Re: presentation

by Christopher Higgs <c.higgs(at)landfood.unimelb.edu.au>

 Date:  Tue, 11 Jan 2000 03:34:15 +1100
 To:  Karen Stafford <webmaster(at)noteworthydesigns.com>,
"hwg-business(at)hwg.org" <hwg-business(at)hwg.org>
 In-Reply-To:  noteworthydesigns
  todo: View Thread, Original
G'Day Karen,

At 08:28 pm 9/01/00 -0600, Karen Stafford wrote:
>I'm becoming quite Internet-savvy, but not really presentation and
>PowerPoint savvy yet!

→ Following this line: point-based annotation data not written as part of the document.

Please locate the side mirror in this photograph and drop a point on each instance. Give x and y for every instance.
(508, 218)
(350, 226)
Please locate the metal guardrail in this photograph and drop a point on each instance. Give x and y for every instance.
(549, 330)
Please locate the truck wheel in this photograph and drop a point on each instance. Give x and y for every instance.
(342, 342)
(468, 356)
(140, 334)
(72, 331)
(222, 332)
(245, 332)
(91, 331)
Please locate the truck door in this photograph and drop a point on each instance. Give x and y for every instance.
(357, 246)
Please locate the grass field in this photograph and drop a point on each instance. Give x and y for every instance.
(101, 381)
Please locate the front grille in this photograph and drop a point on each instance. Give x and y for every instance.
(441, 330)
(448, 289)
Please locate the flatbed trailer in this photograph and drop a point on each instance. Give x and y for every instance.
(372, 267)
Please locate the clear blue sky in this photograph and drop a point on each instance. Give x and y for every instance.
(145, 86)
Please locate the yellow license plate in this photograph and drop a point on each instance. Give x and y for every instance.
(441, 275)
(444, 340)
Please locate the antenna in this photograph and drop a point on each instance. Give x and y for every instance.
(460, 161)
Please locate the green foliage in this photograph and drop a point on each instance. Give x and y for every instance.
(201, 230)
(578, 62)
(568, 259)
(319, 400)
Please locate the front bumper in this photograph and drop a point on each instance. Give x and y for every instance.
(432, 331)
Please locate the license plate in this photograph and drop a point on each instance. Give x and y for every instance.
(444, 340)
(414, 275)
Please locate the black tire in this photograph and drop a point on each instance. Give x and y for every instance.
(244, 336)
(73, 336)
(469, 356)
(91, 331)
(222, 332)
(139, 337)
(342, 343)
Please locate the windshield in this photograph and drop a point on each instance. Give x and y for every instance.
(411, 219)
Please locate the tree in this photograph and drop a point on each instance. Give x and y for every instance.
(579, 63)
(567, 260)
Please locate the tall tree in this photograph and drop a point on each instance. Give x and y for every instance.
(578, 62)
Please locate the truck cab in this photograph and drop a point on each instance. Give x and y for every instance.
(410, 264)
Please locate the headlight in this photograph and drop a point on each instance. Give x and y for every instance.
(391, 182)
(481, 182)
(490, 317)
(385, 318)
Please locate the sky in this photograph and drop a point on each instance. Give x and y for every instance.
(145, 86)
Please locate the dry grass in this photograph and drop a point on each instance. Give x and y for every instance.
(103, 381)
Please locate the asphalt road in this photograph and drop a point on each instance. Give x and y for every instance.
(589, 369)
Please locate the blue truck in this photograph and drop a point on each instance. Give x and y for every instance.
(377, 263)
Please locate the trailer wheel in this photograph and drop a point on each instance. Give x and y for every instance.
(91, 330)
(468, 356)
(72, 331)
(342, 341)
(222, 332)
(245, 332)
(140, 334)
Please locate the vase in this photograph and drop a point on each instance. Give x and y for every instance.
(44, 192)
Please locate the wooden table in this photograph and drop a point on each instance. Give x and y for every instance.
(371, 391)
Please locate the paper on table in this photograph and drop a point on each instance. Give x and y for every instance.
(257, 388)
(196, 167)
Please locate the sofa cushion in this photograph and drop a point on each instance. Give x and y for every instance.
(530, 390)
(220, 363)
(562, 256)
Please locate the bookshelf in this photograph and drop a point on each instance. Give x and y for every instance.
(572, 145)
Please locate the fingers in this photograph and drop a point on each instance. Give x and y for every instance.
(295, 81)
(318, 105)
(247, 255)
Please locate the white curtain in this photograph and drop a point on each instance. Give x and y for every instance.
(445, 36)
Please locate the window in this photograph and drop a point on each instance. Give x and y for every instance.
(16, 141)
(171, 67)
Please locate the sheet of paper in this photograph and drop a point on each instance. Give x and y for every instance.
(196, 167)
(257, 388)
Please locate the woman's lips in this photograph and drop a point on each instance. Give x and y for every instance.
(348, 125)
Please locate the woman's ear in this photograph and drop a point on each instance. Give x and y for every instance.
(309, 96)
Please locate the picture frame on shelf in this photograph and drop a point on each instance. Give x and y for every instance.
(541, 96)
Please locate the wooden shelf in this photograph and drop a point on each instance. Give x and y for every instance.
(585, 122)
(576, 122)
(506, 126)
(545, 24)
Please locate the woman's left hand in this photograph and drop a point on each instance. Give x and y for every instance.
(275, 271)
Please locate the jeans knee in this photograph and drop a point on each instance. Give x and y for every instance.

I have two afternoons of workshops to present and
>do have PowerPoint installed on my laptop. 

Rob and Gil have both given sound advice!

However, you state you already have your own laptop.  This decreases
concerns about reliability of your equipment, but not entirely.  It STILL
doesn't mean nothing can go wrong!!  After being all prepared, the CD on my
laptop turned belly-up less than 18 hours before a major presentation -
fortunately the wonderful people at Gateway lent me a spare CDROM from a
demo model in their showroom!! :)

The moral is: ALWAYS HAVE A BACKUP PLAN!!  Take transparencies - it's worth
it just for the peace of mind knowing you have a backup if something goes
wrong!

However, using your system means you should have the appropriate software
to display the presentation already installed - that's a bonus.  No need to
rely on someone else's dubious system and doubtful software!

Projectors should be able to cope with both Mac/PC input, but check that
they supply the relevant cable for your operating system.

The major technical problem I've encountered with older projectors is their
inability to display anything greater than 16 colours and 640x480
resolution - something to keep in mind if you have troubles.  Many
projectors won't go past 256 colours anyway!

Apart from that, the standard rules are:
* Use a sans-serif font for readibility
* Use large fonts - the people up the back of the room want to read the
words too
(I use 48pt for headings, 36 pt for 1st and second bullets - I know that's
excessive, but it's necessary for videoconferencing and old habits die hard :)
* Avoid dark backgrounds, rely on dark text on light backgrounds
* consider making your text bigger than your headings - the important stuff
is in the text, not the heading!!  Smaller headings mean more room for the
bulk of your text.

Gil mentioned that the speed of your computer can be a problem.  You can
get around this with careful planning - if you KNOW something will take
ages to load, click the button BEFORE you need it and talk about something
else until it loads.  It's all a matter of timing.

As for the special effects/animation - ditch the lot!!  There is nothing
more aggravating than watching bullet points "drive in from the side with
VROOOM sounds"!  Once is amusing, twice is interesting, but after that it
wears pretty thin.  After 30 mins it actively drives your audience away!
As Microsoft's own instructions tell you - the special effects should be
used sparingly to illustrate important points, not for every point you make.

Flash and Director are fine, but again, constant movement is a distraction
- it detracts from your presentation.  In the some cases a "Powerpoint"
presentation is actually better than a Director presentation - the audience
feel more comfortable with it and know what to expect.